Source: Bing AI

October is a spooky month and not just for kids. It has gained a notorious reputation in financial markets due to a series of historic stock market crashes and economic downturns that have occurred during this month.

The 1929 stock market crash, which marked the beginning of the Great Depression, took place in October and left an indelible mark on financial history.

Black Monday is the name of the October 19, 1987, debacle. It occurred due to a confluence of factors and events, but a key factor was the escalating concern over rising interest rates. The widespread adoption of computerized trading strategies and portfolio insurance programs amplified the sell-off as automated trading systems exacerbated the panic.

The 1997 Asian Financial Crisis began in the summer and then intensified throughout October, culminating in Asia’s version of Black Monday on October 27. Indonesia’s stock market, as measured by the Jakarta Composite Index (JCI), plunged by around 8.7%, Hong Kong’s Hang Seng lost 7.2%, and the South Korean KOSPI dropped 6.9%. The crisis was fueled by excessive borrowing and lending practices, which led to currency devaluations in several Asian countries.

The 2008 Financial Crisis, also known as the Great Recession, was not a singular event but rather a series of developments that escalated in intensity during September, then continued to wreak turmoil through October. This crisis was primarily instigated by the collapse of the U.S. housing bubble, which exposed the poor risk management at major global banks. So profound were the missteps in housing investments that the U.S. government felt compelled to provide bonuses to these very bankers. This decision may have been a measure to deter these professionals from migrating to other sectors and potentially causing similar financial calamities.

All of the financial market crises that occurred in October shared common characteristics, including issues related to interest rates, global economic concerns, fluctuations in oil prices, banking failures, and the contagion effects that spread throughout the financial system. These patterns bear a striking resemblance to the events leading up to October 2023.

In the spring, four regional banks in the United States failed, casting doubt on the overall health of the banking sector. The aftermath of this banking crisis may have been one of the factors influencing the Federal Reserve’s decision to keep interest rates unchanged in September.

Global economic growth concerns have taken center stage, especially with China’s post-pandemic economic rebound losing momentum, resulting in a notable slowdown. Youth unemployment has risen to such an extent that Beijing has stopped providing statistics on it.

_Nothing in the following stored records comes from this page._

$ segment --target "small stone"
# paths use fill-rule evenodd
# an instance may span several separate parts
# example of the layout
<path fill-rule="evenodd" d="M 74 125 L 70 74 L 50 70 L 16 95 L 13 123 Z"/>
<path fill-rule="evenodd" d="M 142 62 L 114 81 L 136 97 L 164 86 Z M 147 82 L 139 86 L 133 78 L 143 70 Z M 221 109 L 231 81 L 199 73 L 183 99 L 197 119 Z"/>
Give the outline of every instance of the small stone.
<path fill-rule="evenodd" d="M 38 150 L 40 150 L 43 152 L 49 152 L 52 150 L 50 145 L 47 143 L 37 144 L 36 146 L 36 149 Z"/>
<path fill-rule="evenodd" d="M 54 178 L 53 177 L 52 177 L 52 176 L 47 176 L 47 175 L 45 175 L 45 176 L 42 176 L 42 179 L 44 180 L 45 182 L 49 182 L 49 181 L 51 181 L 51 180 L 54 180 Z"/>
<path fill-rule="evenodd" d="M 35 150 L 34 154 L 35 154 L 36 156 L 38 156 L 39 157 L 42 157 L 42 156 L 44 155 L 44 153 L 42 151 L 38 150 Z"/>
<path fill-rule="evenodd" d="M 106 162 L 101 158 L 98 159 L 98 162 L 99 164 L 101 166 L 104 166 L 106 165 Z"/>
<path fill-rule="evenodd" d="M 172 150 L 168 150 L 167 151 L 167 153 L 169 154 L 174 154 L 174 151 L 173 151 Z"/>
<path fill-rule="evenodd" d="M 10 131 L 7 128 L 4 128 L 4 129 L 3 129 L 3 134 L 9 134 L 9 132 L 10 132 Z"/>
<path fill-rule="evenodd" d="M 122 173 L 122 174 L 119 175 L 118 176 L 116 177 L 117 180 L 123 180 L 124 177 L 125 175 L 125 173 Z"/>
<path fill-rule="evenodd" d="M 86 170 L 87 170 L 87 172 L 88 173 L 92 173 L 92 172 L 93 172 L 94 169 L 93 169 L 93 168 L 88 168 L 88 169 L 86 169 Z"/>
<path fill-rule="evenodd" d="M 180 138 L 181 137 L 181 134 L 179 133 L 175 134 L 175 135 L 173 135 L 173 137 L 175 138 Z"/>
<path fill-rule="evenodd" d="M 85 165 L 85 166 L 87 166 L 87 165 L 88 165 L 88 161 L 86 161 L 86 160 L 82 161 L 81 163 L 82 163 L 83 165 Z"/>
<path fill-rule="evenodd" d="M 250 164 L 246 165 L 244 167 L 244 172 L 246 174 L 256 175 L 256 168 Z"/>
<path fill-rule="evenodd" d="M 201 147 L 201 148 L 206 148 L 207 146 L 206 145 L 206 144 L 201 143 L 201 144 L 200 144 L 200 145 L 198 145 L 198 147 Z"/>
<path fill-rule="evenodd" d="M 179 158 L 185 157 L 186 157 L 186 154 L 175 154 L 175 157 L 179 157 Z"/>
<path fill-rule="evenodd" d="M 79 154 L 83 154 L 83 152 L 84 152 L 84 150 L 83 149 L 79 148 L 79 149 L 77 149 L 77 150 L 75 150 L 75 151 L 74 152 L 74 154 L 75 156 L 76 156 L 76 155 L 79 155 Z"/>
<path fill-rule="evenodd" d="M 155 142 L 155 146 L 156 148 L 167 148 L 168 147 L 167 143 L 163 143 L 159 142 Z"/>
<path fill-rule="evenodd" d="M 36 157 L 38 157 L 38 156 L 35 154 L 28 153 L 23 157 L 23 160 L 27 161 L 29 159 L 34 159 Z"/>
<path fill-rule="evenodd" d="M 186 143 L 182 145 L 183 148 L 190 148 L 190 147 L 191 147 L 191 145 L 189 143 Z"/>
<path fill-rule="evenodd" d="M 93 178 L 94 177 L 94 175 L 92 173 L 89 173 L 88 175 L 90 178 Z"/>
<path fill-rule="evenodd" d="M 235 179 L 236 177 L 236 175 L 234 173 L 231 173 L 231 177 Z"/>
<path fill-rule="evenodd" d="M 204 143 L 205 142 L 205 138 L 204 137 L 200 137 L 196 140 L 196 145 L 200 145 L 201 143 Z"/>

The memory of the 1973 oil embargo imposed by OPEC, when oil prices surged over 400%, still lingers, especially for people of a certain vintage. Higher oil prices became a concern again in the October 1987 crisis. The months leading up to that crash saw a surge in oil prices, sparking worries that elevated energy costs would squeeze corporate profits and fuel inflation fears. These concerns, coupled with broader economic uncertainties, contributed to a sense of unease in the markets.

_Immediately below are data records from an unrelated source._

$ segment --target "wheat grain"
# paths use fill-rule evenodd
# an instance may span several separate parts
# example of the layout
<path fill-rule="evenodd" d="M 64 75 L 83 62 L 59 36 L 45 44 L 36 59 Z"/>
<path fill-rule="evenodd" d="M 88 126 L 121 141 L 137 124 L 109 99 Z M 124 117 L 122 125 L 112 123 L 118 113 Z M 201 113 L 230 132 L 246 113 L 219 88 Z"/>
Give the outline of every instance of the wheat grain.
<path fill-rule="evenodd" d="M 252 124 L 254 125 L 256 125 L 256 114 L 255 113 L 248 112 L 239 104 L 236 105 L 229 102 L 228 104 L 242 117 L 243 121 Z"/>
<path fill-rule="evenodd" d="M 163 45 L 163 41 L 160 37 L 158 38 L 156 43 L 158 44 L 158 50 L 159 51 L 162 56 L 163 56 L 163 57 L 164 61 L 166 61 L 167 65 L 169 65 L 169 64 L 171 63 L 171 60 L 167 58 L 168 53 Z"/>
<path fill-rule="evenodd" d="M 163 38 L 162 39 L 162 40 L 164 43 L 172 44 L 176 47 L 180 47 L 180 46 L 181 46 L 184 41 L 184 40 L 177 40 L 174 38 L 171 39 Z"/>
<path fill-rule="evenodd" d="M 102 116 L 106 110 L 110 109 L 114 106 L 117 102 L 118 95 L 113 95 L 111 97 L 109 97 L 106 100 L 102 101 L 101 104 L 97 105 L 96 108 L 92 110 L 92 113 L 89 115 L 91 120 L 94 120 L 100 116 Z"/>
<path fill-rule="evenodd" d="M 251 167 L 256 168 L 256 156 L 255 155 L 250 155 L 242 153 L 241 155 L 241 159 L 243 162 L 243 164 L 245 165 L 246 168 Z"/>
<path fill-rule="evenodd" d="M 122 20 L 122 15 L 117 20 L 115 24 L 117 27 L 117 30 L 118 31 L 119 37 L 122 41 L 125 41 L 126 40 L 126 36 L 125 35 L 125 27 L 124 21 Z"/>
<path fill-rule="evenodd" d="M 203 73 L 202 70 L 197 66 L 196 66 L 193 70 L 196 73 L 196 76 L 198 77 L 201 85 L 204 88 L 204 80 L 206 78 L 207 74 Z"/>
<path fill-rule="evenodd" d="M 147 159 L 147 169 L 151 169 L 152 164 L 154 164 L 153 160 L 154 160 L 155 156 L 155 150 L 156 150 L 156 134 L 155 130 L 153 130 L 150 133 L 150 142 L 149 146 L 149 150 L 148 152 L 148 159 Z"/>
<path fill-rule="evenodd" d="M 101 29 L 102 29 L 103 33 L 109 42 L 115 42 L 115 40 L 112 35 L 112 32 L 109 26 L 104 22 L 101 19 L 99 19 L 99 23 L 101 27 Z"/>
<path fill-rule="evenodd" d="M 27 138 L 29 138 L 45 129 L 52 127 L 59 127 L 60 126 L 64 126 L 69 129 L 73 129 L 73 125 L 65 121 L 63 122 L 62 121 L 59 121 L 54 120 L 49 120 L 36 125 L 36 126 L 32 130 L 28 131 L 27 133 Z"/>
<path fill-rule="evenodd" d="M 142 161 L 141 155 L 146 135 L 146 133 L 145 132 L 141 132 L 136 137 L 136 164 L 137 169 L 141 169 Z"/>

Fast forward to 2023, and a familiar narrative emerges. West Texas Intermediate (WTI) crude oil is on a trajectory to reach or even surpass the $100.00 per barrel mark. This rise can be attributed to deliberate production cuts by Saudi Arabia and Russia, as well as forecasts like the International Energy Agency’s (IEA) prediction of a “significant supply shortfall” by year-end. The Federal Reserve is well aware of the inflationary risks posed by surging crude prices, possibly explaining why policymakers have chosen to maintain elevated interest rates throughout 2024.

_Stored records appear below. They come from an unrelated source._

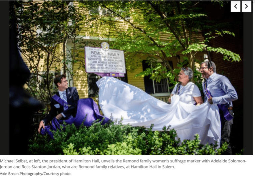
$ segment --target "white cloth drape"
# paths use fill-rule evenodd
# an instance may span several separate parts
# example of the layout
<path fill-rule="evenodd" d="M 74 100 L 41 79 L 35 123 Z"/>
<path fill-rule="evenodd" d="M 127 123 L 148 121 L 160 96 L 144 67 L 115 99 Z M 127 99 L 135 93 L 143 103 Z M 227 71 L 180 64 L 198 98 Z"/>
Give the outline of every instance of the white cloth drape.
<path fill-rule="evenodd" d="M 171 125 L 181 140 L 194 138 L 198 133 L 201 143 L 214 143 L 220 140 L 221 125 L 216 104 L 206 102 L 198 106 L 179 101 L 175 95 L 169 104 L 135 86 L 116 79 L 105 77 L 96 83 L 99 88 L 99 103 L 104 116 L 114 120 L 123 118 L 123 124 L 150 127 L 163 131 Z"/>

Lastly, let’s not overlook the potential risks associated with Black Swan events. This term, coined by the renowned mathematical statistician and risk analyst Nassim Taleb, refers to events that are extremely rare, have severe consequences, and present formidable challenges to conventional predictive forecasting models.  Essentially, something could happen but we don’t know what.

Canadians are not insulated from October calamities, thanks to the globalization of trade and finance. When the United States sneezes, the world catches a cold, and in Canada’s case, maybe pneumonia. However, the year-to-date currency performance suggests otherwise. The Canadian dollar has only lost 1.07% since the opening level on January 3. Meanwhile, its commodity currency peers, the Australian dollar and New Zealand dollar, have lost 6.20% and 5.47% respectively.

The antipodean currencies have been affected by the ripple effects of China’s slowing economic growth, given that China is their largest export market. Additionally, the Reserve Bank of Australia (RBA) and Reserve Bank of New Zealand (RBNZ) have put a halt on rate increases. In contrast, Canada has been relatively insulated from China’s economic challenges, primarily due to its strong trade ties with the United States. This has allowed the Loonie to perform better. However, recent developments indicate that the Loonie’s days of outperformance may be coming to an end.

The risk of a US recession was amplified with the ouster of Republic Senate Leader Kevin McCarthy as he was the man who brokered a deal to avoid a US government shutdown on October 1. The Republican Senate is fractured, and they need to get their act together, then make nice with Democrats before November 15, when the government will be forced to close its doors.

US political dysfunction, combined with bullish technicals, suggest USDCAD will test 1.4050 before the year is out. If October lives up to its reputation, the Canadian dollar will be running scared.